In normal-weight people who are screened and diagnosed with diabetes, their doctors might be less aggressive about pursuing treatments or giving lifestyle advice than they would be if treating someone who is visibly overweight.
HOW TO PROTECT YOURSELF
It’s estimated that about 25% of the roughly 29 million Americans with diabetes haven’t been diagnosed. Whether you’re heavy or lean…
at least once every three years starting at age 45—regardless of your weight. That’s the advice of the American Diabetes Association (ADA). You may need even earlier testing and/or more frequent tests if you have risk factors, such as a family history of diabetes and/or a sedentary lifestyle. Talk to your doctor.

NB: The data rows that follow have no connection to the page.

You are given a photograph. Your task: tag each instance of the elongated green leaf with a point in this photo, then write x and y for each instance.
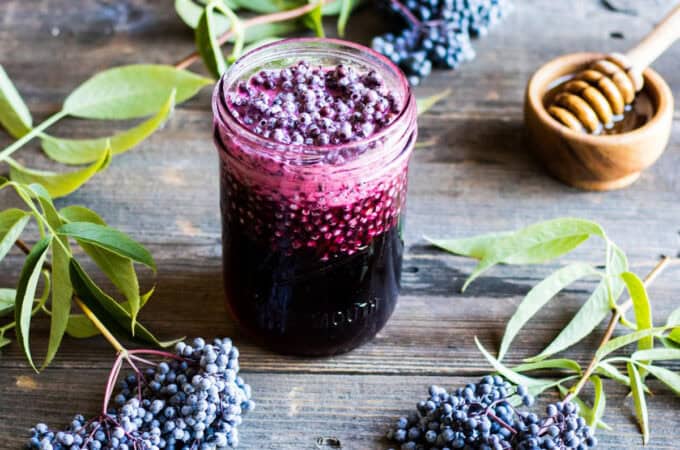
(7, 297)
(191, 12)
(593, 311)
(539, 296)
(605, 369)
(109, 239)
(477, 247)
(14, 114)
(666, 376)
(83, 151)
(562, 363)
(599, 401)
(59, 184)
(641, 306)
(119, 269)
(313, 19)
(133, 91)
(656, 354)
(62, 292)
(585, 411)
(626, 339)
(80, 327)
(108, 311)
(206, 41)
(426, 103)
(12, 224)
(345, 11)
(511, 375)
(674, 318)
(639, 401)
(28, 283)
(533, 237)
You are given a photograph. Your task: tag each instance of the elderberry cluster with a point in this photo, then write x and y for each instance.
(435, 33)
(302, 104)
(483, 416)
(194, 402)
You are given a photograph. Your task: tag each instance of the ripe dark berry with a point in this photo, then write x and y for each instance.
(193, 401)
(435, 33)
(482, 416)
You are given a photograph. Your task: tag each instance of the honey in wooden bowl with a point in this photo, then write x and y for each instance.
(635, 115)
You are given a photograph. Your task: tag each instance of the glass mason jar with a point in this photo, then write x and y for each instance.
(311, 235)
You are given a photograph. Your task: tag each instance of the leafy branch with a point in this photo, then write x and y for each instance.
(65, 281)
(545, 241)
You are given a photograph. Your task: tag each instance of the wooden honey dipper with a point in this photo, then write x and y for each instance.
(599, 95)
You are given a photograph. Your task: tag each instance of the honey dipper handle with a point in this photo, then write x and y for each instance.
(656, 42)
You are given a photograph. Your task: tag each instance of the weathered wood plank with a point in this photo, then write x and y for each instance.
(474, 175)
(293, 411)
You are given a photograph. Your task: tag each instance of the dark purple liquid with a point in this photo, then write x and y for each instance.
(312, 247)
(301, 305)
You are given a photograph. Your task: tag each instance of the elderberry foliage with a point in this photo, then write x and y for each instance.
(546, 241)
(52, 263)
(485, 416)
(435, 33)
(195, 399)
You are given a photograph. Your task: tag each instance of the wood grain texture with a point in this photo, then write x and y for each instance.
(472, 174)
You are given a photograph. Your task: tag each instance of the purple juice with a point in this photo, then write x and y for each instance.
(314, 160)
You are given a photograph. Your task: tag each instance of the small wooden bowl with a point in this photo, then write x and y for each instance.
(589, 161)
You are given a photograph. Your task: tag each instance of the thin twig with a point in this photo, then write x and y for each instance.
(257, 20)
(616, 316)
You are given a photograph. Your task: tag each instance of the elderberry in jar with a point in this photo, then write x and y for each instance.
(314, 139)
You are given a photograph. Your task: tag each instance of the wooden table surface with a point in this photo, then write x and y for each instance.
(473, 174)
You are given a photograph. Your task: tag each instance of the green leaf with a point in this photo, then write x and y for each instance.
(132, 91)
(562, 363)
(426, 103)
(585, 411)
(119, 269)
(59, 184)
(109, 239)
(83, 151)
(345, 11)
(108, 311)
(62, 292)
(477, 247)
(667, 377)
(539, 296)
(641, 306)
(674, 318)
(626, 339)
(593, 311)
(511, 375)
(599, 401)
(639, 401)
(28, 282)
(14, 114)
(605, 369)
(12, 224)
(206, 42)
(80, 327)
(313, 19)
(7, 297)
(656, 354)
(534, 237)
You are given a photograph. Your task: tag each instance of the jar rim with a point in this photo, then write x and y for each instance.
(308, 153)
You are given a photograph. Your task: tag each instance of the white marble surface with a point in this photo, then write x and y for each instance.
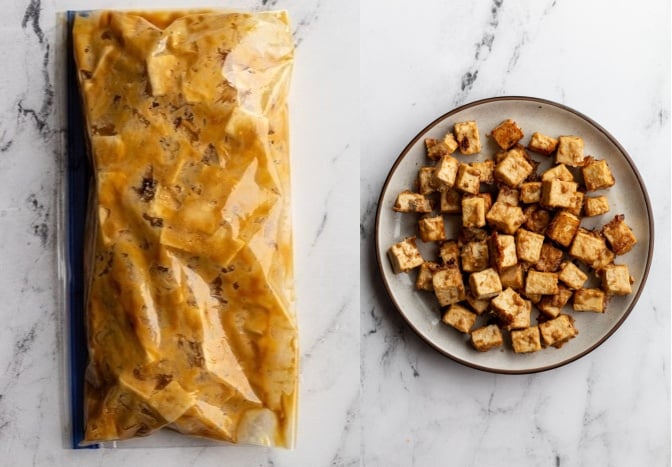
(325, 147)
(609, 60)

Remember: If your weight is normal, your doctor may have a lower clinical suspicion of diabetes—a fancy way of saying he/she wouldn’t even wonder if you have the condition. As a result, the doctor might think it’s OK to skip the test or simply forget to recommend it. Ask for diabetes testing—even if your doctor doesn’t mention it.
A fasting glucose test, which measures blood sugar after you have gone without food for at least eight hours, is typically offered. Alternative: The HbA1c blood test. It’s recommended by the ADA because it shows your average blood glucose levels over the previous two to three months. Many people prefer the A1c test because it doesn’t require fasting. Both types of tests are usually covered by insurance.

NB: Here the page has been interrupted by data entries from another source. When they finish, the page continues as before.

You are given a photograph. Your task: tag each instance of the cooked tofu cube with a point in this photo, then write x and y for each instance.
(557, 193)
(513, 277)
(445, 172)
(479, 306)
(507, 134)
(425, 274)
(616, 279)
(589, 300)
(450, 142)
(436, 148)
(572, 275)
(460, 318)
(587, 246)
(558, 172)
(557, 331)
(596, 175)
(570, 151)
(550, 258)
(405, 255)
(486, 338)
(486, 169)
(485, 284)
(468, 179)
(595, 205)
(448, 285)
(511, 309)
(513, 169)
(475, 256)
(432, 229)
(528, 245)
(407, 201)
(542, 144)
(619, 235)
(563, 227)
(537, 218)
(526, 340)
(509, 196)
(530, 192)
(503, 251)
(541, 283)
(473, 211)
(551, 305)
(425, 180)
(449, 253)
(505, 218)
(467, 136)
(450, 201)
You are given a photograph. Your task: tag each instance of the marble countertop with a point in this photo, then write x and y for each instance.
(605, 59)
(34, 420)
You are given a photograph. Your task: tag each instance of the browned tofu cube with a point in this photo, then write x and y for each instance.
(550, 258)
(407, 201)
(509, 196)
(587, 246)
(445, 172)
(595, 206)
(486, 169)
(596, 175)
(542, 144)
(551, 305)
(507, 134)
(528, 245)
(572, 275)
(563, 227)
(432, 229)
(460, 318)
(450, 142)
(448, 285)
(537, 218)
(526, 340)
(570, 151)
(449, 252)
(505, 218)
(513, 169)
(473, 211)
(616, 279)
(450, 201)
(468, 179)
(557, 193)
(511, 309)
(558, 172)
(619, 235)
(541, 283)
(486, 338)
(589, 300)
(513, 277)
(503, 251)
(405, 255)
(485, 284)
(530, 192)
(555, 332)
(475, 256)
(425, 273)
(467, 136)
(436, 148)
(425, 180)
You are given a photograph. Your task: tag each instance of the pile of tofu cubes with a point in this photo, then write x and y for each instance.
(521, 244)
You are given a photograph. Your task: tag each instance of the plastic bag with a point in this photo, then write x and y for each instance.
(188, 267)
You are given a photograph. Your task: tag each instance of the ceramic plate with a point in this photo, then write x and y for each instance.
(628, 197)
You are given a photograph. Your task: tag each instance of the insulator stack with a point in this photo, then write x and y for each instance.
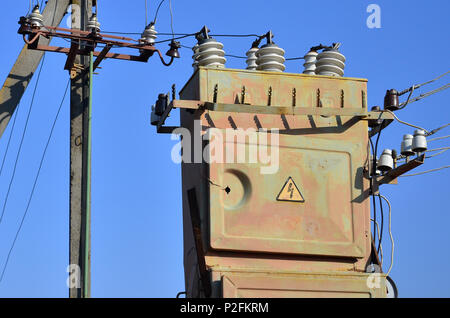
(251, 58)
(310, 63)
(406, 145)
(330, 62)
(270, 57)
(419, 143)
(36, 19)
(154, 120)
(194, 57)
(386, 161)
(93, 24)
(148, 37)
(210, 53)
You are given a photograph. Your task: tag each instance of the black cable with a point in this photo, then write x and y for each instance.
(372, 175)
(235, 35)
(295, 58)
(21, 141)
(156, 15)
(9, 139)
(176, 38)
(374, 169)
(382, 223)
(236, 56)
(35, 182)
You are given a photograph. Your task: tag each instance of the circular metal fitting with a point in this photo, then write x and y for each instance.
(270, 57)
(419, 143)
(310, 63)
(330, 62)
(210, 53)
(251, 58)
(36, 19)
(406, 146)
(386, 162)
(148, 37)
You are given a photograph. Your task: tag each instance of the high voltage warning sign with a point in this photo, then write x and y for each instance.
(290, 192)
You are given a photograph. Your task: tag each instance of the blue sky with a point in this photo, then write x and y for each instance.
(136, 188)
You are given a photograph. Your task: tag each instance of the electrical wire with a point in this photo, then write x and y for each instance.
(9, 139)
(437, 129)
(421, 96)
(35, 182)
(382, 226)
(437, 154)
(381, 248)
(21, 141)
(437, 149)
(390, 232)
(146, 13)
(404, 122)
(157, 10)
(29, 7)
(372, 174)
(423, 172)
(438, 138)
(422, 84)
(171, 18)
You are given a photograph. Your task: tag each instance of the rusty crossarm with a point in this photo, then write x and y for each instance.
(279, 110)
(394, 173)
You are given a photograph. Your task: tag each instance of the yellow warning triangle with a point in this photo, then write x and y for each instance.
(290, 192)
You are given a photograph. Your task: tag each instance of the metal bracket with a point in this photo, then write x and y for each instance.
(394, 173)
(196, 227)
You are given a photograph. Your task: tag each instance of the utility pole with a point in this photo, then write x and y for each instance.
(80, 158)
(28, 60)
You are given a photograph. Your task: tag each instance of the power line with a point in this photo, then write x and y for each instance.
(422, 84)
(437, 129)
(421, 96)
(9, 139)
(146, 13)
(21, 141)
(423, 172)
(390, 233)
(438, 138)
(35, 182)
(157, 10)
(404, 122)
(171, 18)
(437, 154)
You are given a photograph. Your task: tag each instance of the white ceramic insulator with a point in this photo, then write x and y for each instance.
(210, 53)
(149, 35)
(251, 58)
(36, 18)
(310, 63)
(270, 58)
(331, 63)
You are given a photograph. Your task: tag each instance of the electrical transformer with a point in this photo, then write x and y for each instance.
(294, 222)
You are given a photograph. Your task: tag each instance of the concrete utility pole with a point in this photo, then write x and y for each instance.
(80, 158)
(26, 64)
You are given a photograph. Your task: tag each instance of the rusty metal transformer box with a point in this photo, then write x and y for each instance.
(300, 230)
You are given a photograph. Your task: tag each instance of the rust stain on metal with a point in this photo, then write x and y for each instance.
(248, 228)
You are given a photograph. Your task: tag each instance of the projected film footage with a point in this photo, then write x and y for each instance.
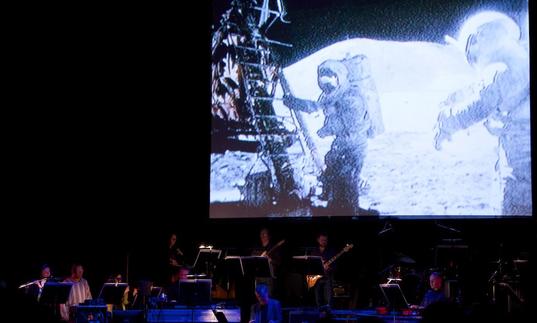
(390, 109)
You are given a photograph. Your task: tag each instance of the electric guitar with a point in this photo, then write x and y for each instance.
(311, 280)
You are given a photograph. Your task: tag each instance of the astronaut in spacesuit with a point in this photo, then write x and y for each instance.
(351, 118)
(503, 104)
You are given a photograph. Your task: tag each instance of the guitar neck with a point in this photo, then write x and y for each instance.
(335, 257)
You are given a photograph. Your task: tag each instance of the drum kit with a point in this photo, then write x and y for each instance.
(506, 281)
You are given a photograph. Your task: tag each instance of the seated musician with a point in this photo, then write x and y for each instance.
(79, 292)
(436, 292)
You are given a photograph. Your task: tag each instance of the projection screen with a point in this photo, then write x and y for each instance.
(410, 109)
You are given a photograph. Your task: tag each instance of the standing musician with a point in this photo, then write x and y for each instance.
(271, 250)
(323, 286)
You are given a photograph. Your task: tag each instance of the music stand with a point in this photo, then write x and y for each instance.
(205, 258)
(195, 292)
(308, 265)
(252, 266)
(394, 296)
(112, 293)
(55, 293)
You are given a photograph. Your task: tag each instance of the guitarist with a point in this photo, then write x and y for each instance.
(323, 286)
(272, 250)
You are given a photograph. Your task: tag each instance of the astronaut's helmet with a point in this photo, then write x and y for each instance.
(485, 33)
(330, 75)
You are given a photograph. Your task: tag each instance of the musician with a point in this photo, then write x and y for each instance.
(79, 292)
(175, 254)
(118, 279)
(172, 290)
(35, 290)
(323, 286)
(174, 259)
(436, 292)
(271, 250)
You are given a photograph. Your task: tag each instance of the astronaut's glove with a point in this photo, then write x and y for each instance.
(441, 132)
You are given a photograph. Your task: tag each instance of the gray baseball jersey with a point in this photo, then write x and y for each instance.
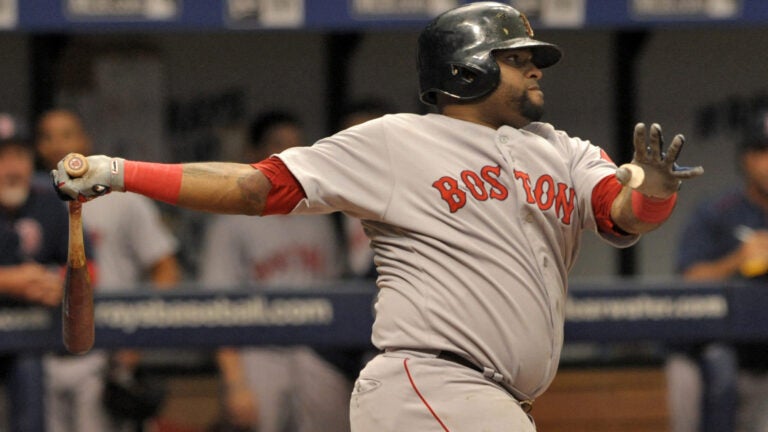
(129, 237)
(474, 231)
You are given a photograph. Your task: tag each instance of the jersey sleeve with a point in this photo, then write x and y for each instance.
(349, 172)
(590, 167)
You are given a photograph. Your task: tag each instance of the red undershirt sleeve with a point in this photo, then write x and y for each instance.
(286, 192)
(602, 199)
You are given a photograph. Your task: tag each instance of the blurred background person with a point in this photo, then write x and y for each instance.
(34, 229)
(134, 248)
(34, 234)
(726, 238)
(287, 388)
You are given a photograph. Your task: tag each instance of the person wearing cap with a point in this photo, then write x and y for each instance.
(718, 386)
(33, 225)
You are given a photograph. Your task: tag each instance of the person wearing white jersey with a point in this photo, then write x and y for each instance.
(134, 247)
(265, 388)
(475, 215)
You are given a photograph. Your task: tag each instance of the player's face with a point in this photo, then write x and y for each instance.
(518, 99)
(755, 165)
(58, 134)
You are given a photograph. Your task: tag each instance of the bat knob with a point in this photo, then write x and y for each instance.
(75, 164)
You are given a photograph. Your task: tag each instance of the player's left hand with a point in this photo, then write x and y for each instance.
(656, 173)
(105, 174)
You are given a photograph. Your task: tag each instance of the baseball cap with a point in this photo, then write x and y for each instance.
(755, 133)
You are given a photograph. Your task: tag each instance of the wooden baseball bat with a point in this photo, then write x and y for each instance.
(77, 308)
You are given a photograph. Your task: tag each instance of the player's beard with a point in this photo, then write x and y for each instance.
(531, 110)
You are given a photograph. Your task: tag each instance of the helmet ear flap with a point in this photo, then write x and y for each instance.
(463, 74)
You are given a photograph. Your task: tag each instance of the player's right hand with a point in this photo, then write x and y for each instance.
(105, 174)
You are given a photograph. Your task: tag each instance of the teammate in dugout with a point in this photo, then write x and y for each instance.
(475, 215)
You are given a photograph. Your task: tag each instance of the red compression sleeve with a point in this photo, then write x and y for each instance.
(286, 191)
(602, 199)
(652, 210)
(157, 181)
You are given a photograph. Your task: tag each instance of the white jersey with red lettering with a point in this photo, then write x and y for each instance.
(474, 231)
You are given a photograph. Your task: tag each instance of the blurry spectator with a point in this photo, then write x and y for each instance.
(726, 238)
(277, 389)
(134, 248)
(359, 253)
(33, 250)
(33, 226)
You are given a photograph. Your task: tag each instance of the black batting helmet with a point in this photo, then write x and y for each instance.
(454, 51)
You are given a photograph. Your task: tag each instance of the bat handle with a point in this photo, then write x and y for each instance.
(78, 308)
(75, 164)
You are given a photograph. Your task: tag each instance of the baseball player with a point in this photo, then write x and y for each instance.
(475, 215)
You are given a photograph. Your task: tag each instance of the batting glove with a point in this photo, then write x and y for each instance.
(105, 174)
(653, 172)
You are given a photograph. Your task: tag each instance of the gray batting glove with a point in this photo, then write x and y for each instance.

Even if you aren’t particularly heavy, a large waist circumference could indicate high levels of visceral fat. “Abdominal obesity” is defined as a waist circumference of more than 35 inches in women and more than 40 inches in men. Even if you are under these limits, any increase in your waist size could be a warning sign. Take steps such as diet and exercise to keep it from increasing.
To get an accurate measurement: Wrap a tape measure around your waist at the level of your navel. Make sure that the tape is straight and you’re not pulling it too tight. And don’t hold in your stomach!

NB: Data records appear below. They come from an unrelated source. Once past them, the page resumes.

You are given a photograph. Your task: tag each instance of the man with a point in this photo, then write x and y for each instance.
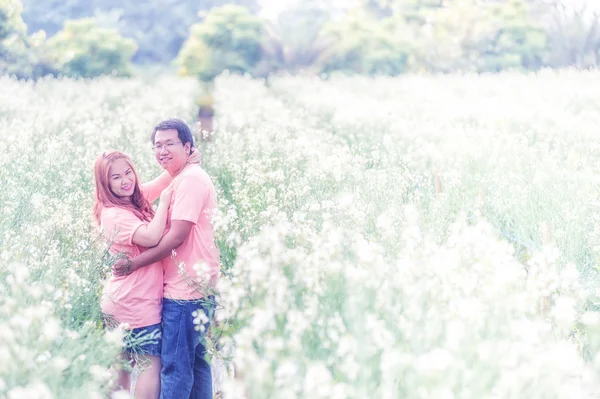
(187, 247)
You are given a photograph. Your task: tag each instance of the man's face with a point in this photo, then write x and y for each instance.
(170, 152)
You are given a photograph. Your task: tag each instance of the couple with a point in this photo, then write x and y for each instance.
(159, 290)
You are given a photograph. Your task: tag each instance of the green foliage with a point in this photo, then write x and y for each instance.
(230, 38)
(368, 47)
(295, 39)
(516, 41)
(159, 27)
(83, 49)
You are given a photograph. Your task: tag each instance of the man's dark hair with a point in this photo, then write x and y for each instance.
(183, 130)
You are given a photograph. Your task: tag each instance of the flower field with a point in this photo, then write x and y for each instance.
(414, 237)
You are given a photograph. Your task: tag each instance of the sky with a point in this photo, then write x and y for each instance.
(272, 8)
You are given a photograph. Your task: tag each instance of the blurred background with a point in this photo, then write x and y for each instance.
(202, 38)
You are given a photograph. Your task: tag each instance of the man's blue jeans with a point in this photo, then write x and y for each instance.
(185, 372)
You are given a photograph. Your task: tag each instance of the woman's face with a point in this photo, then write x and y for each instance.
(121, 178)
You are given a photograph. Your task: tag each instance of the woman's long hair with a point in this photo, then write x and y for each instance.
(105, 198)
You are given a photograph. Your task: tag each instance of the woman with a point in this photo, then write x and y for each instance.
(129, 224)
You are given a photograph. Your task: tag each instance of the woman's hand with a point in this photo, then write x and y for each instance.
(122, 267)
(195, 157)
(165, 196)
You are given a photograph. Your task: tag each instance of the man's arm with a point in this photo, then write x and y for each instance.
(173, 239)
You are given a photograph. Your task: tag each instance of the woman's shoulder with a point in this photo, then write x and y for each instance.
(114, 214)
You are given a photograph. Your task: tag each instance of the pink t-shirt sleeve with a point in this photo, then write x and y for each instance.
(153, 188)
(188, 199)
(119, 225)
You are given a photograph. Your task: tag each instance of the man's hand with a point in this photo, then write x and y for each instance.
(122, 267)
(195, 157)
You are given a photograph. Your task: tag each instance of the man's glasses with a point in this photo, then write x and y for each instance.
(168, 146)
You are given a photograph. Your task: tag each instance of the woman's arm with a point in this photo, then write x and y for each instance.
(148, 235)
(153, 188)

The Harvard Nurses’ Health Study found that women who drank just one daily soft drink (or fruit punch) had more than an 80% increased risk of developing diabetes.
Research has consistently linked sweetened beverages with diabetes. But it’s not clear whether the culprits are the sweeteners (such as high-fructose corn syrup) or just the extra calories, which lead to weight gain. Either way, it’s smart no matter what you weigh to eliminate soda and other supersweet beverages from your diet—or if you don’t want to give them up, have no more than one soft drink a week, the amount that wasn’t associated with weight gain in the study. Remember: A single soft drink often contains hundreds of calories.
People who want to lose weight often take up aerobic workouts, such as swimming or biking, which burn a lot of calories. But if you don’t need to lose weight, strength training might be a better choice. When you add muscle, you significantly improve insulin sensitivity and enhance the body’s ability to remove glucose from the blood.
Walking may not sound very sexy, but it’s one of the best exercises going because it has both aerobic and muscle-building effects. In fact, walking briskly (at a pace that causes sweating and mild shortness of breath) for half an hour daily reduces the risk for diabetes by nearly one-third. That’s pretty impressive!
*Normal weight is defined as a body mass index (BMI) of 18.5 to 24.9…overweight is 25 to 29.9…and obese, 30 or above. To calculate your BMI, go to nhlbi.nih.gov and search for “BMI Calculator.”